Photo of Grilled Halloumi Cheese - Squidoo.com

After exploring lots of easy and delicious fresh cheeses lately, we have stepped up the challenge this month - and are making Halloumi!

Halloumi - Wiki

Halloumi or haloumi (Greek χαλούμι, Turkish hellim, Arabic حلوم ḥallūm) is a traditional Cypriot cheese that is also popular in the rest of the Middle East and Greece, and is now made the world over. It is made from a mixture of goat's and sheep milk, although some halloumi can be bought that also contains cow's milk. It has a high melting point, and so can easily be fried or grilled. Halloumi is set with rennet, and is unusual in that no acid or acid-producing bacterium is used in its preparation.


Cypriot halloumi

Halloumi cheese originated in Cyprus and was initially made during the Medieval Byzantine period, subsequently gaining popularity throughout the rest of the Middle East region. Industrial halloumi contains more cow's milk than goat and sheep milk. This reduces the cost but changes the taste and the grilling properties.
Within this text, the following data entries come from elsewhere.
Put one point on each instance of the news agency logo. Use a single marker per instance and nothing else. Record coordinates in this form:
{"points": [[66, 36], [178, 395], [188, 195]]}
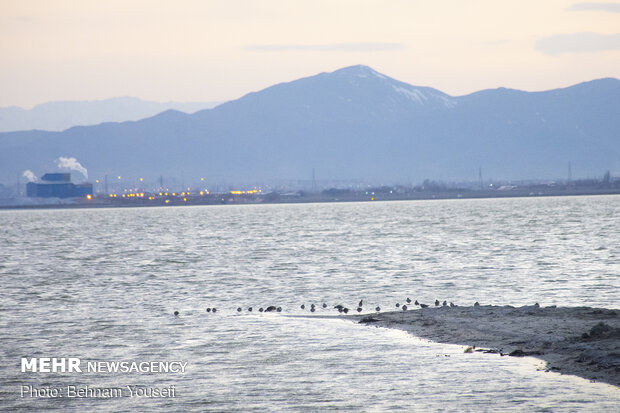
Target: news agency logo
{"points": [[76, 365]]}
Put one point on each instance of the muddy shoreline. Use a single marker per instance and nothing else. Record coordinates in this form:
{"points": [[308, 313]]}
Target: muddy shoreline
{"points": [[581, 341]]}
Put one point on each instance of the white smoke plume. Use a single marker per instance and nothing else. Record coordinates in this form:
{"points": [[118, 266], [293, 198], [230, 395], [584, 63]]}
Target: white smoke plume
{"points": [[73, 165], [29, 175]]}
The cheese is white, with a distinctive layered texture, similar to mozzarella, and has a salty flavour. It is stored in its natural juices with salt-water, and can keep for up to a year if frozen below −18 °C (0 °F) and defrosted to +4 °C (39 °F) for sale at supermarkets. It is often garnished with mint to add to the taste. Traditionally, the mint leaves were used as a preservative, the use serendipitously discovered when the fresh Halloumi was kept wrapped for freshness and flavour from the mint leaves. Hence, if you look closely, many packaged Halloumi will have bits of mint leaf on the surface of the cheese.
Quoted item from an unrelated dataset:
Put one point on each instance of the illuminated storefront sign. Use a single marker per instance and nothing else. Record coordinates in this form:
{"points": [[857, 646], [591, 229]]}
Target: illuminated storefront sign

It is used in cooking, as it can be fried until brown without melting due to its higher-than-normal melting point, making it a good cheese for frying or grilling (such as in saganaki), as an ingredient in salads, or fried and served with vegetables. Cypriots like eating halloumi with watermelon in the warm months, and as halloumi and lountza - a combination of halloumi cheese and either a slice of smoked pork, or a soft lamb sausage.

The resistance to melting comes from the fresh curd being heated before being shaped and placed in brine.Traditional halloumi is a semicircular shape, about the size of a large wallet, weighing 220-270 g. The fat content is approximately 25% wet weight, 47% dry weight with about 17% protein. Its firm texture when cooked causes it to squeak on the teeth when being consumed.
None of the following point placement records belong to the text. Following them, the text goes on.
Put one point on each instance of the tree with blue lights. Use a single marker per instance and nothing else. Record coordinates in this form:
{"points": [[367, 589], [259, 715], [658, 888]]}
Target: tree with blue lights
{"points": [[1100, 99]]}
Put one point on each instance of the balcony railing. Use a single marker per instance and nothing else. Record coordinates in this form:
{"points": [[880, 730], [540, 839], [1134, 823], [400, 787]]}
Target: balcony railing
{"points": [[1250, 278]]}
Traditional artisan halloumi is made from unpasteurised sheep and goats milk. Many people also like halloumi that has been aged; it is much drier, much stronger and much saltier. It is easy to find this traditional product in shops. It is kept in its own brine. This cheese is very different from the milder halloumi that Western chefs use as an ingredient.

Although it is made worldwide and is of rather disputed origin due to the mixed cultures in the Levant and East Mediterranean, halloumi is currently registered as a protected Cypriot product within the US (since the 1990s) but not the EU. The delay in registering the name halloumi with the EU has been largely due to a conflict between dairy producers and sheep and goat farmers as to whether registered halloumi will contain cow’s milk or not and if so, at what ratios with sheep and goat’s milk. If it is registered as a PDO (Protected designation of origin) it will enjoy the same safeguard as 600 or so other agricultural products such as feta and parmesan cheese.

Halloumi
- Making Artisan Cheese, Tim Smith

Ingredients
2 gallons whole milk
1/4 tsp mesophilic direct-set culture
1/8 tsp calcium chloride, diluted in 1/4 cup cool, unchlorinated water
1/2 tsp liquid rennet, or 1/4 tab dry rennet diluted in 1/4 cup cool, unchlorinated water
1/2 cup cheese salt
Brine solution*
1 tsp dried mint, rehydrated in 1/2 cup boiling water

Procedure

Heat the milk in a double boiler to 86F (31C), then add the starter culture and blend for two minutes.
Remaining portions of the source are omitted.